Existem ainda muitos momentos que quebram a quarta parede ou que usam de metalinguagem para dialogar com o jogador e que merecem destaque — que venham mais desses! Por fim, como estamos falando de Kingdom Hearts, é possível perceber nas entrelinhas de diálogos bem específicos o que o futuro da série reserva. Parece até que Tetsuya Nomura, de fato, sempre trabalha em um dos títulos já pensando nos dois próximos.
Minha aposta é que, além de mais mundos da Pixar, os próximos games se aventurem em mundos de outros títulos da Square-Enix. Talvez por isso, inclusive, Final Fantasy não tenha tido presença forte neste game — e isto, aliás, está sendo um fator muito decepcionante para muitos fãs da saga, muito embora, particularmente, eu os veja representados nos próprios personagens originais da franquia, isto é: Sora, Riku, Kairi, Roxas, Axel, Xion, Terra, Ventus, Aqua, etc.
De toda forma, mesmo sem ter absorvido toda a bagagem anterior necessária para jogar Kingdom Hearts III (esta que vos fala se aventurou em quatro games da série apenas, incluindo o primeiro e o segundo), toda a experiência com este que é o capítulo final da Dark Keeper’s Saga foi marcante.

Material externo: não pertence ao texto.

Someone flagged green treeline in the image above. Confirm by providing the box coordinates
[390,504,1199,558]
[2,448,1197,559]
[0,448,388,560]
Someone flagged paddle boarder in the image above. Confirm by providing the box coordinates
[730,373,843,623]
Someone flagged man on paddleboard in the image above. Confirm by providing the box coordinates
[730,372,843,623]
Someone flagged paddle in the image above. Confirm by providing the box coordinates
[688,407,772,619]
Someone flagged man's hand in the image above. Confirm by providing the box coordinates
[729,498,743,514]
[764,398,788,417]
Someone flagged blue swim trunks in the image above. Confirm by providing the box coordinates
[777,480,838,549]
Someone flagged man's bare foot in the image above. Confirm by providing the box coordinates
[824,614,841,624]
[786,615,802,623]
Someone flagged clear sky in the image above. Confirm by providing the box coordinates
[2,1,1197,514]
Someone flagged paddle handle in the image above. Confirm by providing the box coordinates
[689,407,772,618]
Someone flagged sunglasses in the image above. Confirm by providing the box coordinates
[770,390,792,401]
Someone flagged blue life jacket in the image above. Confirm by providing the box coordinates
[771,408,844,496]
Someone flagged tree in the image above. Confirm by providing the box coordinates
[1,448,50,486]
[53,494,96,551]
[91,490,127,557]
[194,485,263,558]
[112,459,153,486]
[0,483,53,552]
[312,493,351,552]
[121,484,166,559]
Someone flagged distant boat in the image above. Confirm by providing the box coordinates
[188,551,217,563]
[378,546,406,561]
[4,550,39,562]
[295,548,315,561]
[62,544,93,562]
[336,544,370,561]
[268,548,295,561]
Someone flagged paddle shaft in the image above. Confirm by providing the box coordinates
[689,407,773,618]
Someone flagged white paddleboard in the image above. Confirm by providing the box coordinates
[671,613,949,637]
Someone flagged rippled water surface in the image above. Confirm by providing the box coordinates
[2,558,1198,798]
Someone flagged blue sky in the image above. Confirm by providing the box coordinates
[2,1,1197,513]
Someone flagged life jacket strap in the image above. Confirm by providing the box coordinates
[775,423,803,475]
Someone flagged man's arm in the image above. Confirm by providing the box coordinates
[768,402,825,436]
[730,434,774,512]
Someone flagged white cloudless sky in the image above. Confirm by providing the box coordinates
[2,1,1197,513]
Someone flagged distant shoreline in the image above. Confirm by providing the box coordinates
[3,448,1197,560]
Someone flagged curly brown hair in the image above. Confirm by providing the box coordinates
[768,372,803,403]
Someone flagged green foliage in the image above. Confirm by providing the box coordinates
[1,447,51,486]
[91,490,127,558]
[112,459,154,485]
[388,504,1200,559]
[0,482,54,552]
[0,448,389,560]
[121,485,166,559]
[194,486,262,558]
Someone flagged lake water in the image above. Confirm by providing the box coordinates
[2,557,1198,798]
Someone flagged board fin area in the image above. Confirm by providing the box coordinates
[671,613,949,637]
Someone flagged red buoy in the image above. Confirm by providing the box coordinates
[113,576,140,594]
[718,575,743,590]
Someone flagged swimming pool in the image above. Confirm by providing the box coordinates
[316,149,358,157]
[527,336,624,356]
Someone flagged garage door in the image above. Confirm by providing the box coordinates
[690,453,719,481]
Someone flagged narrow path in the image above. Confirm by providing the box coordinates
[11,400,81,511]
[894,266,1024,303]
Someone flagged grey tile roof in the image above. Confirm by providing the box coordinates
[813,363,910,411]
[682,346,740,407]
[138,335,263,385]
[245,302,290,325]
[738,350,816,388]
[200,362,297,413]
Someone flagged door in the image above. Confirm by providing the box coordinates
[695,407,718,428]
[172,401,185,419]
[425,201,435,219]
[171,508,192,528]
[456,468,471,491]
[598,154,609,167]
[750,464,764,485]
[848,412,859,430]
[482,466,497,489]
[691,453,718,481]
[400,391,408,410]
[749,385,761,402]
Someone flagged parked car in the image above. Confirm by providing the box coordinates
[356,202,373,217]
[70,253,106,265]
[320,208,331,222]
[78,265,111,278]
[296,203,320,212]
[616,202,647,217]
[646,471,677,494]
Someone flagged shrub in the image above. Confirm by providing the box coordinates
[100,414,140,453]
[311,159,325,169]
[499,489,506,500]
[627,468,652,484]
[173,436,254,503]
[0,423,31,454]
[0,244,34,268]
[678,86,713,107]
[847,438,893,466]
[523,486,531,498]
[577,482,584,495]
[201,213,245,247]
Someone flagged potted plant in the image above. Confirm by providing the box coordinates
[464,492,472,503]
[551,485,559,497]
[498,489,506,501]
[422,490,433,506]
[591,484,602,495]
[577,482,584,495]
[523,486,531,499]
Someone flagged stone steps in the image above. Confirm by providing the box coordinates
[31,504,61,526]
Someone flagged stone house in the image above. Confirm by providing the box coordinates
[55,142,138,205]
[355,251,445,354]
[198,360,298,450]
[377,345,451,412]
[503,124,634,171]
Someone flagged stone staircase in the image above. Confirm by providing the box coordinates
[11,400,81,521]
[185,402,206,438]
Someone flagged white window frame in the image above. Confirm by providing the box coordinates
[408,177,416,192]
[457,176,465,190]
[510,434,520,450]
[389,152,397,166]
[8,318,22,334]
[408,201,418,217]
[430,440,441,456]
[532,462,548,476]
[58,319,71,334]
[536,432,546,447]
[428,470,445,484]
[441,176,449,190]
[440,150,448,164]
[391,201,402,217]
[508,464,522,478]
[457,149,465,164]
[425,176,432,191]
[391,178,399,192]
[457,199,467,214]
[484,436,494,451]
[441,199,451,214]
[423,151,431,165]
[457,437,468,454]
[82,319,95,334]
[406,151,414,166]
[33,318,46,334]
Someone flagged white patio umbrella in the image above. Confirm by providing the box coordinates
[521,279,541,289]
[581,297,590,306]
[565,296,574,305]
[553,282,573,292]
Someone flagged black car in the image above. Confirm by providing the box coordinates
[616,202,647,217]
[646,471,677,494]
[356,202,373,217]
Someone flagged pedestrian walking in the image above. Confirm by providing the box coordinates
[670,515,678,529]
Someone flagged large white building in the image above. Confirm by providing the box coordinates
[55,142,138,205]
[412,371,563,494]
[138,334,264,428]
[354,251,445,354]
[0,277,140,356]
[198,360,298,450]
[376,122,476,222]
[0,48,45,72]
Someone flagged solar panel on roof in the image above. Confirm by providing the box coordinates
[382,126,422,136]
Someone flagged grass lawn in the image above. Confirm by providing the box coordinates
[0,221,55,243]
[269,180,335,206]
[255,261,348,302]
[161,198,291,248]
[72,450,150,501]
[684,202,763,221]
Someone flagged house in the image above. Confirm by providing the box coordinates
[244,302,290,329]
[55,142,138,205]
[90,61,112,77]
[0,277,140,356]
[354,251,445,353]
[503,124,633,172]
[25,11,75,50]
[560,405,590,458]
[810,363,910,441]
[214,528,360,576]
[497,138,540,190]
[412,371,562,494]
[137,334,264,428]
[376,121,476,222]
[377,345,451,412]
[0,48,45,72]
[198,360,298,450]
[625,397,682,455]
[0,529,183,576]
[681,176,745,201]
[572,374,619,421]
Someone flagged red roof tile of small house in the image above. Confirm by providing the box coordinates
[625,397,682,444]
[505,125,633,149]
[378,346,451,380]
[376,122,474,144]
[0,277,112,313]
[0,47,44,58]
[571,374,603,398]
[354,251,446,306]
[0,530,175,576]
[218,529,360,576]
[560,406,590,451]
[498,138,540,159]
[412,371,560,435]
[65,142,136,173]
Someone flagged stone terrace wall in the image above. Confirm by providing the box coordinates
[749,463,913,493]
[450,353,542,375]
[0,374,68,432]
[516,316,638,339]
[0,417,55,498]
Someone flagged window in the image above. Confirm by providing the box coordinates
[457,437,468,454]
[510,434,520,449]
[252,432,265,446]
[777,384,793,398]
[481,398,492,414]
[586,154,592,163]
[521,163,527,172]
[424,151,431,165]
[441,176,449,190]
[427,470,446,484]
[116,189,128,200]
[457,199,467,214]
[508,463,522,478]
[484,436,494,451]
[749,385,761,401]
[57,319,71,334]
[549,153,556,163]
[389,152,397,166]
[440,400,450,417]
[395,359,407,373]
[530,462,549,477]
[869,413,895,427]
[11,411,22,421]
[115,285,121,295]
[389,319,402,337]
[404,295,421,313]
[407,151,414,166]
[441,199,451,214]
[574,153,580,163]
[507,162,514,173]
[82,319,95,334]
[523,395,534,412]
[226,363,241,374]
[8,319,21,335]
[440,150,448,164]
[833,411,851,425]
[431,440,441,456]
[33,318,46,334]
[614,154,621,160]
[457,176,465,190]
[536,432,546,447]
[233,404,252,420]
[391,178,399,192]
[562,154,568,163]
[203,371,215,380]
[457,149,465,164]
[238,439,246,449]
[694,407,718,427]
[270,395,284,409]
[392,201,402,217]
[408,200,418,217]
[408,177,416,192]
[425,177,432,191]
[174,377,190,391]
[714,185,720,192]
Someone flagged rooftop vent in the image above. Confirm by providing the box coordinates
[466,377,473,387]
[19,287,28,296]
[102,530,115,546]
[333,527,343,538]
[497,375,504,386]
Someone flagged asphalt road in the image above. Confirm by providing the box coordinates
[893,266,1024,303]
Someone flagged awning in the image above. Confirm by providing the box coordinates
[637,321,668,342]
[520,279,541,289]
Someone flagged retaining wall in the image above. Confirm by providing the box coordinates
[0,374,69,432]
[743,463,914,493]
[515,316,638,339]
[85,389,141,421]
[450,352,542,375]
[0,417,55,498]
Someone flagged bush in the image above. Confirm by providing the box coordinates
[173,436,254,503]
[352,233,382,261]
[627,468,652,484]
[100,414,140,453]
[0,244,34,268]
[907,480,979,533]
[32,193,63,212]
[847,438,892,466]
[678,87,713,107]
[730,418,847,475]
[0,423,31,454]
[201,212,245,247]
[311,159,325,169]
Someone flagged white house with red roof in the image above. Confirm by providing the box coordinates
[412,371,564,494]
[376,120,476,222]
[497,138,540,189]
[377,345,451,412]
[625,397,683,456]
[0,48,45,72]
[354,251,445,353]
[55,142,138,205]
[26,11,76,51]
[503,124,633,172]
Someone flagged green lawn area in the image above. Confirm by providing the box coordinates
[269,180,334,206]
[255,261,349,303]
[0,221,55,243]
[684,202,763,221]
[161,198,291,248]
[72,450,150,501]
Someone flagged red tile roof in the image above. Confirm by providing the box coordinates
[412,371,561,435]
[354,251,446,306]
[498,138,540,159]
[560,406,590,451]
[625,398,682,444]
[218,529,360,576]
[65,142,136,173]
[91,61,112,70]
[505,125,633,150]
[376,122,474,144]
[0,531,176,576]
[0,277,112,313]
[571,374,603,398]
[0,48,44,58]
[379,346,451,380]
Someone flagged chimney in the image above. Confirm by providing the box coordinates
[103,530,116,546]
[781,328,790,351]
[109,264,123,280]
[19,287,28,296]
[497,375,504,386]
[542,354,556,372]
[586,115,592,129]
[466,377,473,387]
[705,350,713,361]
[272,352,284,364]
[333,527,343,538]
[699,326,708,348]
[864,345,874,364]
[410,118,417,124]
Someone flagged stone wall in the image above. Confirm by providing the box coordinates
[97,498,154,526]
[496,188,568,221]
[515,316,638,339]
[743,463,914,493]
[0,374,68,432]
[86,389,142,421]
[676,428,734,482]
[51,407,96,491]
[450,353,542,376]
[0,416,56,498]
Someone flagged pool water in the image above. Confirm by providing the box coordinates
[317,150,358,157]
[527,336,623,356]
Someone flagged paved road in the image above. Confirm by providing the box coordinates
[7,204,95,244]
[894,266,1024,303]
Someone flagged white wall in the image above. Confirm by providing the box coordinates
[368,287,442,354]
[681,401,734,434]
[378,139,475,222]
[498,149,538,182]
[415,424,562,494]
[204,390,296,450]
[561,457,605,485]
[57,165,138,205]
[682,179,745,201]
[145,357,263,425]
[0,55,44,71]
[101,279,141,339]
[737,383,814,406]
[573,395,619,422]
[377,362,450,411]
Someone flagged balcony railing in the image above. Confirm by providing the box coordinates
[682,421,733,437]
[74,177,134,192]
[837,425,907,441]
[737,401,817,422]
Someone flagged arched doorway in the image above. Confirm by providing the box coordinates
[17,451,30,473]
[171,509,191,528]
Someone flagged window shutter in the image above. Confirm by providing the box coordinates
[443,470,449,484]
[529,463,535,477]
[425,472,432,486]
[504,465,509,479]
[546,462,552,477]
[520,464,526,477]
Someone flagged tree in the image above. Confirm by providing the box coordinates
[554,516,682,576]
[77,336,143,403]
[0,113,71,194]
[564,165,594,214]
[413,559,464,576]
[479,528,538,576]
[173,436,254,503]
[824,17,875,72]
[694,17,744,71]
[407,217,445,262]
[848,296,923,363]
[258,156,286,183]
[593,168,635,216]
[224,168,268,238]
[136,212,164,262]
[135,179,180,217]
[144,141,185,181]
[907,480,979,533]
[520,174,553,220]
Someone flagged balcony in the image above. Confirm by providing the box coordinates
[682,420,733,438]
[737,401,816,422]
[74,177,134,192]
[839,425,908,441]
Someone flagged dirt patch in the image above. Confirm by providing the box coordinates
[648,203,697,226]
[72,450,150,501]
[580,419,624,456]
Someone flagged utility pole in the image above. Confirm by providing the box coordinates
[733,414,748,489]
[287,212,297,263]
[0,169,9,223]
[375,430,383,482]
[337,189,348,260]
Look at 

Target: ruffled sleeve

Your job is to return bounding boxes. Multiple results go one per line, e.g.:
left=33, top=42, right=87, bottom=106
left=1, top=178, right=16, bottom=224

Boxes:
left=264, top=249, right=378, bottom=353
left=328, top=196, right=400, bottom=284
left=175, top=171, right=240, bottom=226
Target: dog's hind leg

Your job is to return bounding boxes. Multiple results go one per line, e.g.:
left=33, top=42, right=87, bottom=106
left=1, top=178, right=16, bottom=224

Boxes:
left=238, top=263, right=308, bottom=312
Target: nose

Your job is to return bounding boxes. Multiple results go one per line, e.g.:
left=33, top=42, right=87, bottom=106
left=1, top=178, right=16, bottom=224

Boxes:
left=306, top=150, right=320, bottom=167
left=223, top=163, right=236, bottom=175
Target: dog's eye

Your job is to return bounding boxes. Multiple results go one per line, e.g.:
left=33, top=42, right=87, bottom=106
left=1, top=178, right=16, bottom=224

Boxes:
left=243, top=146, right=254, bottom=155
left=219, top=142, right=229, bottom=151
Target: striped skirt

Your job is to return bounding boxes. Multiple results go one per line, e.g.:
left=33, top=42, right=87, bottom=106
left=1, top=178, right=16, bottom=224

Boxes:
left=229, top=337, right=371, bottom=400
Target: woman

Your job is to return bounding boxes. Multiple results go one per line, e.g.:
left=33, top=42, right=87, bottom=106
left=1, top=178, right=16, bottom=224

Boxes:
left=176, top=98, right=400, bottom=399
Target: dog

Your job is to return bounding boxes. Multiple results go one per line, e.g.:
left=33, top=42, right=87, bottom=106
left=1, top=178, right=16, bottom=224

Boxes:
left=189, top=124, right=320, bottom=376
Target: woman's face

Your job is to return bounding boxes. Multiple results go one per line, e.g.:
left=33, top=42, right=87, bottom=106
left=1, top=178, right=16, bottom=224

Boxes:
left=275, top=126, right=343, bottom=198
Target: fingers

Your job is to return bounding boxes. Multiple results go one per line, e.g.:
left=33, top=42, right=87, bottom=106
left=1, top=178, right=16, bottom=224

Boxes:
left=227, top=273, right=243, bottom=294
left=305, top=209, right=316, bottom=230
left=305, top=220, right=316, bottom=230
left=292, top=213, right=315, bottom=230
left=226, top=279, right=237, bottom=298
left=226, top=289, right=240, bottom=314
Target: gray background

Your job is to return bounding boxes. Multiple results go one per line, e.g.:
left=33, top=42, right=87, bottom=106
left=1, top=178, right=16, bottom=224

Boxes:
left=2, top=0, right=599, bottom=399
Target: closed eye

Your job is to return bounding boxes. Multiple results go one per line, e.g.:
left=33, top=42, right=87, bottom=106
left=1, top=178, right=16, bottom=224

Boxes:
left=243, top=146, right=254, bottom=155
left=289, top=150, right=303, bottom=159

É difícil não se emocionar em certos momentos e, ainda que a conclusão seja um pouco confusa, já que deixa pontas soltas a serem exploradas no futuro, é impossível não sentir falta de se aventurar ao lado de Sora, Donald e Pateta, não cantarolar o tocante tema de encerramento do game junto da maravilhosa Hikaru Utada, ou não criar expectativas para o que Tetsuya Nomura planeja. Portanto, que nossos corações sejam sempre os nossos guias pelos próximos tempos.
O jogo foi testado no PS4, em cópia cedida pela Square Enix. Essa análise foi publicada originalmente no Canaltech.